Der Sendelbacher Pfarrvikar Ignace Matensi erteilt einen Reisesegen an die Gruppe. Jeder Teilnehmer erhält ein Wallfahrtskreuz bevor sich der Zug in Bewegung setzt. Das geschmückte Pilgerkreuz wird vorneweg getragen. Gebete und Gesänge, durch Lautsprecher weithin hörbar, begleiten den Zug, der sofort mit flinker Geschwindigkeit Richtung Gemünden aufbricht.
Zeit für Gespräche
Während der zwölf Stunden pro Tag, die gepilgert werden, sei genügend Zeit für Stille und Ruhe, wird den neuen Teilnehmern mitgeteilt. »Lauft am Ende des Pilgerzuges«, lautet die Empfehlung der erfahrenen Wallfahrer. Dort finde sich mehr Zeit für Ruhe, aber auch für Gespräche und Ablenkung.

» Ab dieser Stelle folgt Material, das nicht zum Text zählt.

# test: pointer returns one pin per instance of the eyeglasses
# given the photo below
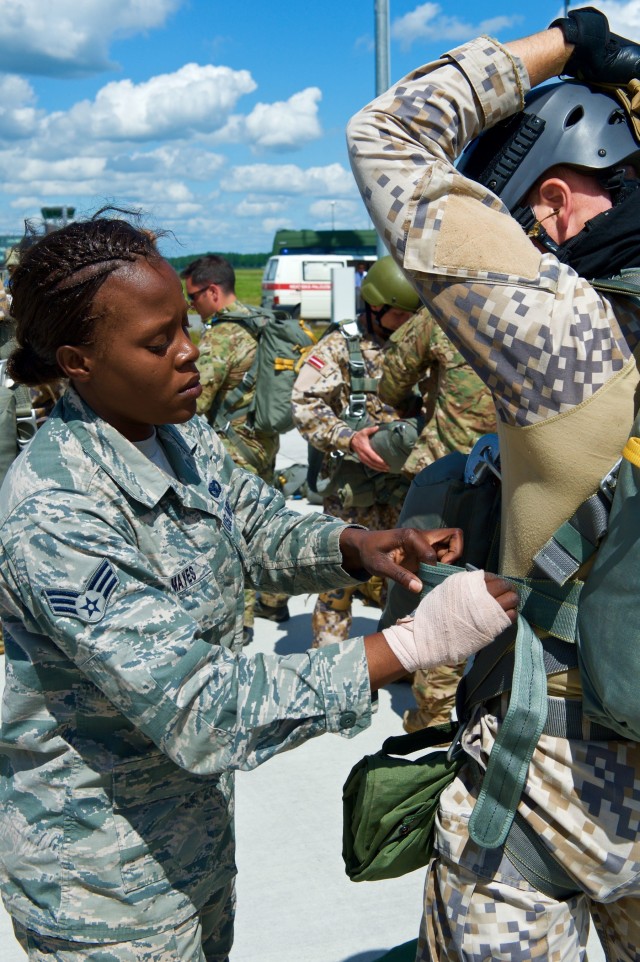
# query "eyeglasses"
(192, 296)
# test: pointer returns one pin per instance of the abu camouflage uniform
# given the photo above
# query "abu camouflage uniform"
(227, 351)
(559, 359)
(127, 703)
(319, 398)
(458, 409)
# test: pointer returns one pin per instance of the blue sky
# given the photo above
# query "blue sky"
(221, 121)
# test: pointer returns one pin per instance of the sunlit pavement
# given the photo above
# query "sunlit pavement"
(295, 903)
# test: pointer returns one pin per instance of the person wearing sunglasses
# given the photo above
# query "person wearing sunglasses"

Viele der Wallfahrer sind schon lange dabei, die Beweggründe könnten unterschiedlicher nicht sein. Claudia Fey lief früher auch am Ende der Gruppe mit, wo sich die »Quatschrunden« befinden, sagt die Sendelbacherin. Die letzten Jahre ist sie lieber ganz vorne mit dabei. Fey bestreitet ihre 14. Wallfahrt und sieht diese als eine »Auszeit vom Alltag«. Als sie 1985 das erste Mal mitlief, absolvierte sie zum ersten Mal überhaupt eine solche Distanz. »Das war anstrengend«, erinnert sich die 55-Jährige, jedoch auch lustig, da viele ihrer Freunde dabei waren. Mittlerweile sieht sie in ihrer Teilnahme auch ein Stück Verantwortung, dass die Tradition der Wallfahrt bestehen bleibt.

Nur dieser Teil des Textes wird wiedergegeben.